Select Page

Anne Simon reflects on self-isolating in the 16th century, with comparisons to today’s situation in the time of COVID-19

Katerina Lemmel in Birgittine habit (Imhoff-Tetzel-Holzschuher Epitaph, church of St. Sebaldus, Nuremberg). Wikimedia Commons. Author: Volker Schier

As a nun Katerina Lemmel (1466-1533) was, of course, used to self-isolating, although that had not always been the case. Born into one of the wealthiest, most powerful merchant families in late-medieval Nuremberg, she was accustomed to the hustle and bustle of the city’s business, cultural and intellectual life.  Nuremberg, one of the richest, politically most important cities in the Holy Roman Empire and a leading financial market of the age, stood at the crossroads of numerous trade routes which stretched across Europe from London to Russia to Sicily to Scandinavia to Poland to Spain ‒ and even further afield to Alexandria, India and, via Lisbon, the New World. A main source of the city’s wealth was the all-important spice trade:  pepper was more valuable than gold, and Nuremberg held the monopoly on the most precious spice of all, saffron. The city was also famous for metal goods, tools, clocks and scientific instruments (nautical, surgical, astronomical).

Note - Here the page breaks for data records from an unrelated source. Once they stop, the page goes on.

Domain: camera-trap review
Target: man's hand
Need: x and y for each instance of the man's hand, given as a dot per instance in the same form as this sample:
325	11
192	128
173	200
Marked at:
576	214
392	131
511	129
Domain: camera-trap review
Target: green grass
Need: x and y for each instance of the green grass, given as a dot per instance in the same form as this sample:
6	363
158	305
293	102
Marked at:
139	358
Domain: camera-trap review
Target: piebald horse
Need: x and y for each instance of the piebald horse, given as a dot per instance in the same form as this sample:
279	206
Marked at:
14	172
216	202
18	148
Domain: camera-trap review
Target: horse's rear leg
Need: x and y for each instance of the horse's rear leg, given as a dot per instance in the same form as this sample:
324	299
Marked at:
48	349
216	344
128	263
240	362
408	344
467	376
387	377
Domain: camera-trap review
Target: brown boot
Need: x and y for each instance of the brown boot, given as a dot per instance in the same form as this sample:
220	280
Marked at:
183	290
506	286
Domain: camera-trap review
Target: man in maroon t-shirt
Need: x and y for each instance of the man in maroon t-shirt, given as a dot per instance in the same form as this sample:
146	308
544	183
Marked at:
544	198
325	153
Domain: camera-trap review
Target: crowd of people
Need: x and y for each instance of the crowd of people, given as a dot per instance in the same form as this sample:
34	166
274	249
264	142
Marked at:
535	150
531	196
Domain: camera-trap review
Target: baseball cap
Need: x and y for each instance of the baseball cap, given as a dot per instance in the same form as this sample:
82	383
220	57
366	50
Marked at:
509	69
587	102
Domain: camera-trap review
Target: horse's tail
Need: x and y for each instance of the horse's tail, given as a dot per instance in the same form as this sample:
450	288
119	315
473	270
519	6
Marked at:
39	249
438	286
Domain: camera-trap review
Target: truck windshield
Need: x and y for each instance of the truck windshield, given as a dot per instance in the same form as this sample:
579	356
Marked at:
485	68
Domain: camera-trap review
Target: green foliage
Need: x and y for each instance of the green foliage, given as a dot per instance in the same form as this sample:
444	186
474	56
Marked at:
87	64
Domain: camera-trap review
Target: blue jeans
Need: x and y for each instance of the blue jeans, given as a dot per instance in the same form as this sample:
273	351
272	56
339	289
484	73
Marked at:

Trade brought news and information (Luther called the city ‘das Auge und Ohr Deutschlands’), openness to intellectual currents and new ideas (Nuremberg was an early centre of Humanism), and the wealth to support artists of the calibre of Albrecht Dürer, Michael Wolgemut, Veit Stoß, Veit Hirsvogel and Adam Kraft.  Katerina Lemmel herself had been a successful businesswoman, investing in property, mining, agriculture and viticulture.  When, on the death of her husband, she left this world behind to become a Birgittine nun at the convent of Maria Mai in Maihingen in 1516, her life changed radically.  Of course, relocating for religious reasons is not quite the same as celebrity self-isolation in Cornwall or the Caribbean, but there are some similarities to the current situation.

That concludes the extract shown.